On y a également effectué depuis sa fondation d’importantes observations sur le magnétisme terrestre, d’abord à Zi-Ka-Weï, puis à Loh-Ka-Pang lorsque l’apparition des tramways électriques dans la banlieue de Chang-Haï eut rendu impossibles les enregistrements magnétiques à Zi-Ka-Weï (fig. 12).
La sismologie
L’Observatoire constitue en outre l’une des stations sismologiques les mieux équipées du monde entier, admirablement située pour l’étude des nombreux séismes qui prennent naissance dans l’Océan Pacifique et l’Extrême Orient. Il a publié de curieuses observations sur la production par les typhons de microséismes de forme particulière et d’intéressantes monographies sur les grands bouleversements qui ont dévasté depuis dix ans la Chine du Nord (fig. 13 et 14).
Développement de l’observatoire
Telle est, brièvement résumée, l’œuvre immense qui a été accomplie en cinquante ans à Zi-Ka-Weï. Cette œuvre est d’ailleurs en plein développement et, depuis que le Père Lejay a publié sa brochure, l’Observatoire s’est enrichi de nouveaux instruments lui permettant d’orienter son activité vers des voies nouvelles.
En 1929 une nouvelle coupole a été construite à Zo-Sé, section astronomique de Zi-Ka-Weï, destinée notamment à l’observation des étoiles variables du type des Céphéïdes, dont l’étude présente le plus grand intérêt pour le progrès de nos connaissances sur l’évolution stellaire. On achève également, à Zo-Sé, la construction d’un observatoire magnétique muni des instruments les plus modernes et d’un laboratoire de météorologie scientifique.
Le Père Lejay, revenu de Zi-Ka-Weï après les mesures de longitudes internationales, a poursuivi en France ses travaux sur la détermination de l’heure ; il a mis au point un procédé permettant d’enregistrer les oscillations d’uri pendule en le faisant agir à distance sur un petit poste émetteur radioélectrique sans qu’il soit besoin, comme on le fait d’ordinaire, de mettre en œuvre aucun contact électrique qui, si léger soit-il, en trouble forcément la marche. Il a établi un nouveau chronographe au moyen duquel on peut obtenir les durées au dix-millième de seconde, et achève avec Hohorg un nouvel instrument transportable permettant de faire des mesures de gravité en quelques minutes.

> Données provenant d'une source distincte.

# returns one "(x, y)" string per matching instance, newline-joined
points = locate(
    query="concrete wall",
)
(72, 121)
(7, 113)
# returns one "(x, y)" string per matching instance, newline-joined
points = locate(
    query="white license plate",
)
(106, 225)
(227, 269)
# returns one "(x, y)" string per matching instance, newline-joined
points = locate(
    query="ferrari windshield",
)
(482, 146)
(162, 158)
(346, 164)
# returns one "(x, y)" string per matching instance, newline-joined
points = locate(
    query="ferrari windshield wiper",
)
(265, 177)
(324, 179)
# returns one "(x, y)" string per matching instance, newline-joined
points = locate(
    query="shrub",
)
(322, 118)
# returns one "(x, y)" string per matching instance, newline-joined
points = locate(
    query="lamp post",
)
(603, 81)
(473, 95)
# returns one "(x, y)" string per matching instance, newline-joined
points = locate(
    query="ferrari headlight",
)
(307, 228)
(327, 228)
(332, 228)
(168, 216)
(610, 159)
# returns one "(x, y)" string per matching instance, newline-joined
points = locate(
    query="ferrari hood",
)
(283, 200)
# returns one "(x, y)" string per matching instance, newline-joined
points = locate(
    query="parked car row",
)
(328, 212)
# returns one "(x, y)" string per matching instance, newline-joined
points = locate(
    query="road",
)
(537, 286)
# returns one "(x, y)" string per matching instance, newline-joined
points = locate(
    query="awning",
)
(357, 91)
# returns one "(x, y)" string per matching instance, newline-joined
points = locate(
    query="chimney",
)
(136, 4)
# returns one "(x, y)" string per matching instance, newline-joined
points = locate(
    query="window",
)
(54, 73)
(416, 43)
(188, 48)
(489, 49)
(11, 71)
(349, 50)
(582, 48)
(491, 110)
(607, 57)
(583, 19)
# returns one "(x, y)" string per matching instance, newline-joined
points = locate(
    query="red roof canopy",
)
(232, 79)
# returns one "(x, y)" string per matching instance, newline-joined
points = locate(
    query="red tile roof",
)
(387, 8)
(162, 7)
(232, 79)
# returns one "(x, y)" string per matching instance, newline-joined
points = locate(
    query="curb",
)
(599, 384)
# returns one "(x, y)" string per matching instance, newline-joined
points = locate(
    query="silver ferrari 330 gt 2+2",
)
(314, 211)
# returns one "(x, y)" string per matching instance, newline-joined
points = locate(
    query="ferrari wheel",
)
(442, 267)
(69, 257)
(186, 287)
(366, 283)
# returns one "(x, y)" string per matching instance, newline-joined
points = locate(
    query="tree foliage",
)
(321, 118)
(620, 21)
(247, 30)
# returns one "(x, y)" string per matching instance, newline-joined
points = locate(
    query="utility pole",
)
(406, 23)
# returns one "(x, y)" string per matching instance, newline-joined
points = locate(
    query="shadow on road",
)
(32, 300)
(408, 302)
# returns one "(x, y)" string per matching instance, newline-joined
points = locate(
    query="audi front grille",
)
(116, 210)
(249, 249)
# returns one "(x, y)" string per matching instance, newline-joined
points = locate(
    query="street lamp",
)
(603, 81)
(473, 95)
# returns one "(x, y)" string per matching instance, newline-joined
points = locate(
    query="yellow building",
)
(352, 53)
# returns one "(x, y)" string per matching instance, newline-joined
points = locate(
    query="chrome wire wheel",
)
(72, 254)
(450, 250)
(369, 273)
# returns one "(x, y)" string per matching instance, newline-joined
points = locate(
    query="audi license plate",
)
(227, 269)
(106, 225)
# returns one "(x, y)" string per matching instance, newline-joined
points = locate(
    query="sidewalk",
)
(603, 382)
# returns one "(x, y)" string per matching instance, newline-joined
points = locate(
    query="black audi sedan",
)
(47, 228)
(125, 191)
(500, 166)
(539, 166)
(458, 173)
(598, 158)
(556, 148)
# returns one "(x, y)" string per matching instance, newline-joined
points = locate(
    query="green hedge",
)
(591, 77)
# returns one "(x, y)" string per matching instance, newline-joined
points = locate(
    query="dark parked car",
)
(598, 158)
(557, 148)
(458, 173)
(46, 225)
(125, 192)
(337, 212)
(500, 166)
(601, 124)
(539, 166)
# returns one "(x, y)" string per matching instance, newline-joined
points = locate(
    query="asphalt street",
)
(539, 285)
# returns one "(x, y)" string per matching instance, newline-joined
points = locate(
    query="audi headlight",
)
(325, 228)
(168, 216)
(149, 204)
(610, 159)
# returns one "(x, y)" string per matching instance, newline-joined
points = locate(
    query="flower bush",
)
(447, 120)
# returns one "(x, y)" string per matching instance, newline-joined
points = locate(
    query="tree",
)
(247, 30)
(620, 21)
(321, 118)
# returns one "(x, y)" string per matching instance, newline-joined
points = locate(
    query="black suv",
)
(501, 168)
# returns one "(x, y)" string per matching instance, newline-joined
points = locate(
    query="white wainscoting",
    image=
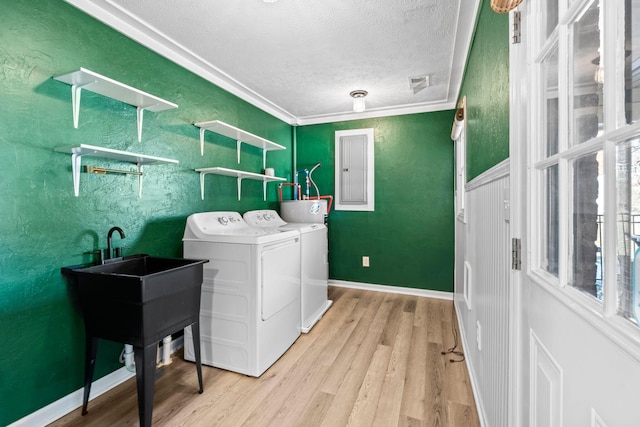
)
(482, 267)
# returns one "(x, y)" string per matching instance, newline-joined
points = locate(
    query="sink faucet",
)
(109, 236)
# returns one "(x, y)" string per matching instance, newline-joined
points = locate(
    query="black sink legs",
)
(91, 349)
(195, 331)
(145, 380)
(145, 358)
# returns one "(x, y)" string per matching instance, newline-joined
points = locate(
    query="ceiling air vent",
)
(418, 83)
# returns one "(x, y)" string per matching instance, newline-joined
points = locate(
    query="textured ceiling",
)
(299, 59)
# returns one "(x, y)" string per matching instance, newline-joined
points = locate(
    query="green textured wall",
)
(409, 236)
(45, 227)
(486, 86)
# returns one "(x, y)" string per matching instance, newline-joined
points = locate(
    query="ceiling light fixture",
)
(358, 100)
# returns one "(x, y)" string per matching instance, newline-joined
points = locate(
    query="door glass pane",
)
(550, 73)
(587, 216)
(587, 76)
(632, 60)
(551, 220)
(628, 229)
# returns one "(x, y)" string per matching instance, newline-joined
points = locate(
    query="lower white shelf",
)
(240, 175)
(84, 150)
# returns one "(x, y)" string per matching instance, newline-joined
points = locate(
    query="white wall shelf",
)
(94, 82)
(240, 136)
(240, 175)
(83, 150)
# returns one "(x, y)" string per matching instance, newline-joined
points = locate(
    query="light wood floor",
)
(373, 359)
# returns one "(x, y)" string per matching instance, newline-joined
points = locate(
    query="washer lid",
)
(264, 218)
(229, 227)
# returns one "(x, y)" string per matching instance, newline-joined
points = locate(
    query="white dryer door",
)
(280, 276)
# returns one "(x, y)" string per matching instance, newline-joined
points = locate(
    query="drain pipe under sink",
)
(127, 356)
(129, 361)
(166, 350)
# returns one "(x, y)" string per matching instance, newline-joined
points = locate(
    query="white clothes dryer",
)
(250, 305)
(314, 266)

Toutes ces acquisitions vont mettre l’Observatoire de Zi-Ka-Weï au premier rang parmi les laboratoires de recherches astronomiques et géophysiques. Dès son retour en Chine, le Père Lejay compte poursuivre ses intéressantes études d’électricité atmosphérique et entreprendre des recherches relatives à l’influence des conditions atmosphériques sur la radiation solaire et la propagation des ondes radioélectriques. Le docteur Doh son, qui centralise à Oxford les mesures d’ozone dans la haute atmosphère, lui a également demandé dans ce domaine sa collaboration. La réalisation de ce vaste programme exige des ressources nouvelles. Il serait vraiment désirable que tous ceux qui aiment la science et ont le souci d’accroître dans le monde entier le renom de la France par le développement des œuvres de paix et d’humanité, s’intéressent à l’Observatoire de Zi-Ka-Weï et l’aident à se procurer les ressources matérielles qui lui sont nécessaires.